SPENCER 2025: Swiss-led radiological accident exercise
Switzerland’s Federal Office for Civil Protection (FOCP) reported on the SPENCER 2025 exercise, a two-phase radiological-accident drill run in September 2025. The exercise:
- Used a scenario involving the crash of a cargo aircraft carrying radioactive sources;
- Tested the IAEA RANET assistance mechanism and cross-border cooperation with Germany, Austria and the IAEA;
- Culminated in field measurements and source-recovery operations around Frauenfeld, with national nuclear-response teams and technical experts from institutions including PSI.
The after-action review praised data exchange and coordination but identified room for improvement in harmonising data formats and consolidating measurement results—issues directly linked to how monitoring networks and mobile detection teams are organised.
Environmental radioactivity: ENVIRA 2025 in Kraków
The 8th International Conference on Environmental Radioactivity (ENVIRA 2025) was scheduled for 14–19 September 2025 in Kraków, Poland. The programme covers radionuclides in ecosystems, harmonisation of environmental-pollutant measurements in Europe, and case studies such as radiation levels in Dead Sea beach sands and radioactivity in wild mushrooms—topics at the intersection of environmental science and long-term radiation-monitoring strategy.
Market & Policy Signals
Fixed Radiation Portal Monitor market outlook
A global market study published in September 2025 projects strong growth for the fixed radiation portal monitor (RPM)market through 2035. It forecasts North America as the leading region, driven by regulatory frameworks and port security investments, with Europe close behind and Asia-Pacific showing the fastest growth as governments ramp up radiation-safety spending.
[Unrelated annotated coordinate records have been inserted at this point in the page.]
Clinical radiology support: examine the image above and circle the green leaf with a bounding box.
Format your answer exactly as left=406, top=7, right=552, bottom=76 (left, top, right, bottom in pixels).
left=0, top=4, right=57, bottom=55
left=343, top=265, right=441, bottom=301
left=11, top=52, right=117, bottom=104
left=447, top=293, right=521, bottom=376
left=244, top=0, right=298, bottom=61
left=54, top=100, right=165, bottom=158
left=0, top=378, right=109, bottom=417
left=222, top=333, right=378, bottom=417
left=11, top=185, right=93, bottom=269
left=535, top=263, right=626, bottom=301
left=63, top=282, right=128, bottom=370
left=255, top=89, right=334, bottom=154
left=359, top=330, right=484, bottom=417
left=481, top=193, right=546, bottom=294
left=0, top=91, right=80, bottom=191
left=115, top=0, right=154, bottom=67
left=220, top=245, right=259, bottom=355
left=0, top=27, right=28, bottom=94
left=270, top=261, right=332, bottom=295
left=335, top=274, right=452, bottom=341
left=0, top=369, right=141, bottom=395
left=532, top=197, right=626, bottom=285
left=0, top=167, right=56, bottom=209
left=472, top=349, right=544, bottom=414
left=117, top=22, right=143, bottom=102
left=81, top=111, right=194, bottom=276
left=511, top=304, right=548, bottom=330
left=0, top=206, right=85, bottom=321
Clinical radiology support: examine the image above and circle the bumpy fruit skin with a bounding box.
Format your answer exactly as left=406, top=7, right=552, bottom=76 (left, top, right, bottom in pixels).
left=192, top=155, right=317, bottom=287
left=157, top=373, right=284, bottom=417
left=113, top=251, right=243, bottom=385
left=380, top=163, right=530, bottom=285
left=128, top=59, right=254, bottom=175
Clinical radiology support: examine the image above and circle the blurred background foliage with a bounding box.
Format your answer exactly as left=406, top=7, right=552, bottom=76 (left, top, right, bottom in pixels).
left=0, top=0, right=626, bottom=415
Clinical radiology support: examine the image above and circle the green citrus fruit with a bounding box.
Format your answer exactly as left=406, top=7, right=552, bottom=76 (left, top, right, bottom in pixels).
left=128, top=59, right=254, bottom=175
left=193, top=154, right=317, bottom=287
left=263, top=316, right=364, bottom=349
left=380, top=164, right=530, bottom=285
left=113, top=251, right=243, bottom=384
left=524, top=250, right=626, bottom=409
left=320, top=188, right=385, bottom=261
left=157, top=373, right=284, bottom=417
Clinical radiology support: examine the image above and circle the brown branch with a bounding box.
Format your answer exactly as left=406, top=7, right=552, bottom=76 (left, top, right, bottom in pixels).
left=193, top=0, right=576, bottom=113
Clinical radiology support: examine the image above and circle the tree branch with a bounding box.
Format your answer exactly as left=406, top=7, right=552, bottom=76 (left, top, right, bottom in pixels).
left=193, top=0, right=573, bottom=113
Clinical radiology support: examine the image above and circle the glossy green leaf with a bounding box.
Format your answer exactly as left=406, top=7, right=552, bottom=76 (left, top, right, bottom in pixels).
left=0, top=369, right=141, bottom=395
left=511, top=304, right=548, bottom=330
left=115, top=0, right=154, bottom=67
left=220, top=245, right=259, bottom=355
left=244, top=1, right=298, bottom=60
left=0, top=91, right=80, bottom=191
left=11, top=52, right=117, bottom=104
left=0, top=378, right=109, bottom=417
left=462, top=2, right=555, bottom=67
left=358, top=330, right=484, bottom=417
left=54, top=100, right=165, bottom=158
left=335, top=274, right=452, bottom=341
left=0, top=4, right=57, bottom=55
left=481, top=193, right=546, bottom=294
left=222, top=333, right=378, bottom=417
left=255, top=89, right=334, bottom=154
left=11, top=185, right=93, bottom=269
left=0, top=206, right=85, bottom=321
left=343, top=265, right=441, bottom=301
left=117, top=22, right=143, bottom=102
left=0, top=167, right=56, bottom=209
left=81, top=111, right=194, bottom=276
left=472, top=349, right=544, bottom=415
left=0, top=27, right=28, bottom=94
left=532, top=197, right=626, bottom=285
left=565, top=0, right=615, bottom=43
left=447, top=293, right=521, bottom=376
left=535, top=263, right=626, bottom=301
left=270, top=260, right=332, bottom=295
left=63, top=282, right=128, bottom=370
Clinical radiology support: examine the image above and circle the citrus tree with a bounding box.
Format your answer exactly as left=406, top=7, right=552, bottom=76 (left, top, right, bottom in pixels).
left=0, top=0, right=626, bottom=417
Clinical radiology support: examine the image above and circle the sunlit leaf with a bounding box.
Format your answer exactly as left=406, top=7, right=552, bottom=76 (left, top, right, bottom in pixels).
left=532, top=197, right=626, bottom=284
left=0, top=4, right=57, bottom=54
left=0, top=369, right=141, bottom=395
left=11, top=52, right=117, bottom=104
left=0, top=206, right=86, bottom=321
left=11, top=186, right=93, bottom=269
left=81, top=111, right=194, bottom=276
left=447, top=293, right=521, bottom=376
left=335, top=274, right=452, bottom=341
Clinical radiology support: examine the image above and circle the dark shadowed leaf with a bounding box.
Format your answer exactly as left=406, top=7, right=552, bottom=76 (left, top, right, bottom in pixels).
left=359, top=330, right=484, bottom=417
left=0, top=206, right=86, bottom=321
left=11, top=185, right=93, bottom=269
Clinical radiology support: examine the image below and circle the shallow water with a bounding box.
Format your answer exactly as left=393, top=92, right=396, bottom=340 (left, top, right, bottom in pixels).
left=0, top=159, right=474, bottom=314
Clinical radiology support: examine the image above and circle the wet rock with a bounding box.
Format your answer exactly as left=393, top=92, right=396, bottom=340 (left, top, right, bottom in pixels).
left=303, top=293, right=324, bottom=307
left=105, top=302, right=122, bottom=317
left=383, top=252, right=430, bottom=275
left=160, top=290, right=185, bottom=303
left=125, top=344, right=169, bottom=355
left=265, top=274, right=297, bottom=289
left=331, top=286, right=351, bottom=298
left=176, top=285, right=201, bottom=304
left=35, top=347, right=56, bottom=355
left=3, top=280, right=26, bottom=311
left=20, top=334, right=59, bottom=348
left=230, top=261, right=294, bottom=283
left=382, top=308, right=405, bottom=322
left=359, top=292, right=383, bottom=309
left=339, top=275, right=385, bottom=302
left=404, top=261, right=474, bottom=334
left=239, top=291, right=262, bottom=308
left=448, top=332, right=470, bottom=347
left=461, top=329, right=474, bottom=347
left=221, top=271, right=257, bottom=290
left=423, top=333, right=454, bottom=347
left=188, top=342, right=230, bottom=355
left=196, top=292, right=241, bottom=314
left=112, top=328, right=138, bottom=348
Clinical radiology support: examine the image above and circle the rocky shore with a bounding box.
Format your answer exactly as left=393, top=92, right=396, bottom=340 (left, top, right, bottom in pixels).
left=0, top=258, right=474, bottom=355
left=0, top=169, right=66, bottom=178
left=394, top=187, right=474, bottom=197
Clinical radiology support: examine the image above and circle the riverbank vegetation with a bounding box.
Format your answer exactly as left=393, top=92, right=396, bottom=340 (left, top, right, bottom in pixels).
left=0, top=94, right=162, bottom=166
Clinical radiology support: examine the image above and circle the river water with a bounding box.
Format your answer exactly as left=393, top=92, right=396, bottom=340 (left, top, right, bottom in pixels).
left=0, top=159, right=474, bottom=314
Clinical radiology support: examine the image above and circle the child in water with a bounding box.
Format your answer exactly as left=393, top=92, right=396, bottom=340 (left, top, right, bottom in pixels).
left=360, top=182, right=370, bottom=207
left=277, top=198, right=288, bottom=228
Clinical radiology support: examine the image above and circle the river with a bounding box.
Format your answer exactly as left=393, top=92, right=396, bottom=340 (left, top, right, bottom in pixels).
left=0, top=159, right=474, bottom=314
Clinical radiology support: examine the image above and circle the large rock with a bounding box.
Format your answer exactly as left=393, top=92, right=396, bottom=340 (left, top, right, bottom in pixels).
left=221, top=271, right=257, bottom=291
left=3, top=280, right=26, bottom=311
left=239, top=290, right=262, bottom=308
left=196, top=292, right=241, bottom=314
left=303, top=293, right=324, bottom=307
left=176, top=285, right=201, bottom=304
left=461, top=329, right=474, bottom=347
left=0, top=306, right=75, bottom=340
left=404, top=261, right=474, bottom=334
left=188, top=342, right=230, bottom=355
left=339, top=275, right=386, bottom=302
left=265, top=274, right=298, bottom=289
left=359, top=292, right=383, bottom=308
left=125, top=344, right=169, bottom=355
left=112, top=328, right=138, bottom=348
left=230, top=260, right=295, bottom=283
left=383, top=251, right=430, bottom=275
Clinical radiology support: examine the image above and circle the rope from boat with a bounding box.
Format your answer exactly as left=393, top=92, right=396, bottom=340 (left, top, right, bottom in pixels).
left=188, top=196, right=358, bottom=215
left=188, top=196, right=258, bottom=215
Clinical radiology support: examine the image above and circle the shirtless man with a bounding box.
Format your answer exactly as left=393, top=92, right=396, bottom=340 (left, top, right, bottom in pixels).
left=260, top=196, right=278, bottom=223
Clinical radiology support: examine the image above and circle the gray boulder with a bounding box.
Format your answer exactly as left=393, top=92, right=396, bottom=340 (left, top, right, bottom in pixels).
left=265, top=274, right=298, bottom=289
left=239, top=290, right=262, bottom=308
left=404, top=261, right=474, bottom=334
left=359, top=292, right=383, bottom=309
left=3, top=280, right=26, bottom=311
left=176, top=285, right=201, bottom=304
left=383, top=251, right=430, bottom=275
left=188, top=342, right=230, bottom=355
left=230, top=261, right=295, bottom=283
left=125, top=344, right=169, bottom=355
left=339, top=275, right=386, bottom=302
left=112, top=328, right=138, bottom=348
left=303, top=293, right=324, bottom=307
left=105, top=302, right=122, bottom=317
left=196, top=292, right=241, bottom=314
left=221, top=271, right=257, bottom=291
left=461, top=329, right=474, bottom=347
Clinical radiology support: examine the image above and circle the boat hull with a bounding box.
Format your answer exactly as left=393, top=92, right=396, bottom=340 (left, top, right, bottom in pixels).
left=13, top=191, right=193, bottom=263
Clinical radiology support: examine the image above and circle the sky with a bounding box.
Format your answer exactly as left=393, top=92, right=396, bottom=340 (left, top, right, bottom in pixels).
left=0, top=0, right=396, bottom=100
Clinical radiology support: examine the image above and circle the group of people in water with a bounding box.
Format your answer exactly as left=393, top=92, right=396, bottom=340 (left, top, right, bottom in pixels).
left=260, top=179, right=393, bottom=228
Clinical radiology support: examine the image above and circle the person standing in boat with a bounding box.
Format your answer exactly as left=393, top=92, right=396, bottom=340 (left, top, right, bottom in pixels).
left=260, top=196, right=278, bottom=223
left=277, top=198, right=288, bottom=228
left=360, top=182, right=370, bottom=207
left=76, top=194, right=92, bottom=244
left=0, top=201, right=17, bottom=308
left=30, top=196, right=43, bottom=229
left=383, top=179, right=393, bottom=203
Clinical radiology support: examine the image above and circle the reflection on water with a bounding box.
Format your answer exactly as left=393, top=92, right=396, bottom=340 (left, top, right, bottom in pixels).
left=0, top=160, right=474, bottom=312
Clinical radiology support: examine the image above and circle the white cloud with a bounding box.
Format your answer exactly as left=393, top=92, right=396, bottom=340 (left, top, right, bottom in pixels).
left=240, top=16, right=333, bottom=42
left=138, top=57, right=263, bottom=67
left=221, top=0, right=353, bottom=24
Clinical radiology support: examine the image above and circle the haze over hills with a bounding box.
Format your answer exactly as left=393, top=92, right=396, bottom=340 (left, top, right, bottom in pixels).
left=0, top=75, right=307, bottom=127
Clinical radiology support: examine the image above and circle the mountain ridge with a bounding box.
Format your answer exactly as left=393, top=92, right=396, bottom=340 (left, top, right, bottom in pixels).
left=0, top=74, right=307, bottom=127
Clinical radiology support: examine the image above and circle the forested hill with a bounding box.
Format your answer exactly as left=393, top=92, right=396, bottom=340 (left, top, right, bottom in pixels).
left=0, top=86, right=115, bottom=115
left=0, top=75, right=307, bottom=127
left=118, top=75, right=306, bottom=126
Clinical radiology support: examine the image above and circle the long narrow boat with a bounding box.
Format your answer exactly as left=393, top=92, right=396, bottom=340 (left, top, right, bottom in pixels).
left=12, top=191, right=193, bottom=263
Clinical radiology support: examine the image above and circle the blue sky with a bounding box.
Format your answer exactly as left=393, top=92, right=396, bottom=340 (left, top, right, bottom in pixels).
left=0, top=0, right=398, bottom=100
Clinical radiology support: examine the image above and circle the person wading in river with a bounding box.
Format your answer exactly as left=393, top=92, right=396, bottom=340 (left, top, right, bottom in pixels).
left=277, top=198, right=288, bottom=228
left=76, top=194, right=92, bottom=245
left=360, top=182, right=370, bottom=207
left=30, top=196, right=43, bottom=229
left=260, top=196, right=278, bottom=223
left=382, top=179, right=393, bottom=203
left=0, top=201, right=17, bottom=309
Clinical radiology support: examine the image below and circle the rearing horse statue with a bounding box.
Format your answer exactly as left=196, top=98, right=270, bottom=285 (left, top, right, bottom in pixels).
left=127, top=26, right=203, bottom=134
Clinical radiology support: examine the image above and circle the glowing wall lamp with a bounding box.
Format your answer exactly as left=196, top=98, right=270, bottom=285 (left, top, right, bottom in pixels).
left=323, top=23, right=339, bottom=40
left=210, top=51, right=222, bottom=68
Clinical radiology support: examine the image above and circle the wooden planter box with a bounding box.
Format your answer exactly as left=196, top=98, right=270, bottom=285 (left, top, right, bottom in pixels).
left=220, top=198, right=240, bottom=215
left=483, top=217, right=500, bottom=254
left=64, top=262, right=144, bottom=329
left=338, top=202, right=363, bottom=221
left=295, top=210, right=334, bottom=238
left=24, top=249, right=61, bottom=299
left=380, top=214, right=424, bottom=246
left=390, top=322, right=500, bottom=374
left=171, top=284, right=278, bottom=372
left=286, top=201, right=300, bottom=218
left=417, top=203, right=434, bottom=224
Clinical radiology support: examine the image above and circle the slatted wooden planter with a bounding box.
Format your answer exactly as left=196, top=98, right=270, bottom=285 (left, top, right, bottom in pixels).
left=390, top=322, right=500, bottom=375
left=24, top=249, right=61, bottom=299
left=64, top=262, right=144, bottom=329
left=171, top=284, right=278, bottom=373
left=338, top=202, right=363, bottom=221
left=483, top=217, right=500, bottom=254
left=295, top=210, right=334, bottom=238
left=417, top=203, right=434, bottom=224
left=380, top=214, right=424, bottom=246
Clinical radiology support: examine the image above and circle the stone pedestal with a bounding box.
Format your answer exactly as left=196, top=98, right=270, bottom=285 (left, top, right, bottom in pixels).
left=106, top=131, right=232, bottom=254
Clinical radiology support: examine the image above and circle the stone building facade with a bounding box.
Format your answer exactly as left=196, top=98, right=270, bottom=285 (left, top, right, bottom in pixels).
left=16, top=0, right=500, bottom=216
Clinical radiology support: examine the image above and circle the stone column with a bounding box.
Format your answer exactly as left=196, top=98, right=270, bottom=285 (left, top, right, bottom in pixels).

Radiation detection in military and security applications
A companion global report on Radiation Detection in Military and Security (September 2025) highlights increased demand for portable and fixed systems for border security, critical infrastructure protection, and force protection against hazardous materials. The report notes robust growth in border-security applications, where advanced detection systems are now standard at many crossings.
Industrial worker protection drives demand for gate & portal systems
An industry piece from Australia on protecting employees from radiation exposure emphasises the role of gate and portal detection systems at industrial sites, separating truck gates from walk-through staff portals. The article, part of a cluster of blog posts dated September 2025, reflects an ongoing trend: technologies initially developed for customs RPMs are being adapted to monitor scrap loads, waste streams, and controlled-area access in industrial settings.
What September 2025 Tells Us
Across policy, technology and operations, three themes stand out this month:
- Detection as a system, not a gadget – From the GAO’s critique of how land ports manage NII and radiation-detection systems, to IAEA resolutions and side events on detection architecture, the conversation is shifting from “do you have a portal?” to “how is the portal integrated into your wider security and inspection system?”.
- Environmental monitoring is going mobile and distributed – Brazil’s cell-network-based detector fleet, citizen-science projects and dense fixed networks all point towards hybrid architectures that blend regulator-operated stations with crowd-sourced and opportunistic measurements.
- Exercises are where detection architectures get stress-tested – From SPENCER 2025’s plane-crash scenario in Switzerland to Azerbaijan’s “nuclear security for major public events”, September’s exercises show how RPMs, mobile detectors, and emergency-monitoring teams behave under realistic pressure—often revealing challenges in data consolidation, logistics, and cross-border coordination that never appear in design documents.